Backward Bill Passed, but Vietnamese-Canadians Move Forward - New Canadian Media

Backward Bill Passed, but Vietnamese-Canadians Move Forward

How would Canadians feel if July 1 was called Black July Day? What would happen if fictitious governments that no longer exist–such as the old…

How would Canadians feel if July 1 was called Black July Day?

What would happen if fictitious governments that no longer exist–such as the old Saigon regime–continue to be recognized in Canadian legislation?

Bill S-219 is a very troubling precedent. Any unhappy faction can not only celebrate its own private version of right and wrong, in parades and heritage societies and the like, but also in actual legislation.

We understand the importance of recognizing the heritage of ethnic groups in Canada. But Bill S-219 is not about commemorating the exodus of refugees, not about showing appreciation to Canada for accepting them, or acknowledging their contribution to this country. This bill is to get votes for the Conservatives in the upcoming election.

We will celebrate this day as the day when we feel free to have our own views, despite the Conservative government’s attempt to take the side of the old Saigon group with this vote-grabbing bill.

Bill S-219 does not add anything good to the community, and it will continue to divide it. How backward that the bill still has a we-were-victims mentality rather than focusing on moving forward. Furthermore, this bill is an obstacle for Canadians who work in sectors or are interested in promoting Canada’s Global Markets Action Plan, International Education Strategy, or aid effectiveness agenda in Vietnam.

Let’s put Bill S-219 in an international context. After the Vietnam War ended in 1975, the US normalized relations with Vietnam in 1995. In 2015, the US is ready to build a better relationship with the government of Vietnam. A recent US policy prohibits the flying of the old Saigon flag and singing the old national anthem on federal property.

To the opposite, Canada decided to be friendlier with the old Saigon group, at the risk of upsetting a partner of more than just trade, and the minister of defence has draped the old Saigon symbol around his shoulders at Vietnamese events.

April 30 as a dark day is the view of only a few thousand South Vietnamese who lost their power and privileges. On the other hand, April 30 is North-South reunification day for ordinary Vietnamese-Canadians, including many refugees who arrived in 1979-80 and over 100,000 economic immigrants who landed after 1981, who longed for peace and prosperity.

We agree that the experience of 60,000 boat people from Vietnam and the generosity of Canadian people in accepting them should be acknowledged as part of Canadian history. Refugees would want to remember the date when they are accepted and land in a safe place. The appropriate date of commemoration is July 27 when the first flight landed in Toronto in 1979, and the title should be along the line of an appreciation of Canada by Vietnamese refugees.
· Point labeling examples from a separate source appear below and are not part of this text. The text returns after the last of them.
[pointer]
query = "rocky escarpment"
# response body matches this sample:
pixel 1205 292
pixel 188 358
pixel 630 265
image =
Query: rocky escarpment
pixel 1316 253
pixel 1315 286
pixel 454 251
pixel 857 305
What would happen if fictitious governments that no longer exist–such as the old Saigon regime–continue to be recognized in Canadian legislation?

Canadians who are interested in freedom and democracy might want to take a look at our community. The few thousand South Vietnamese who fled in 1975 seek to impose their old Saigon political view on the refugees and immigrants who came later. All other voices are suppressed using threats of red-baiting. Members who are not outspoken about their anti-communist view or who have any contact with the government of Vietnam are singled out and labelled “communist.”

But because of Bill S-219, many members who have put up with this old group for so long, now for the first time in 40 years, have mobilized among themselves and become active in their political life.

On April 30, we will celebrate our own journey to freedom day as we understand it. We understand that even in a democratic country like Canada, the Senate can deny opposing views to be heard; that our community has been imposed a political view by a small group for 40 years.

But after 40 years, our journey has reached a critical point to achieve the freedom we look for. We will celebrate this day as the day when we feel free to have our own views, despite the Conservative government’s attempt to take the side of the old Saigon group with this vote-grabbing bill.


Dai Trang Nguyen is a co-founder and director of the Canada-Vietnam Trade Council and a representative of the Canada-Vietnam Association. She is a college professor in international business and international development in Toronto.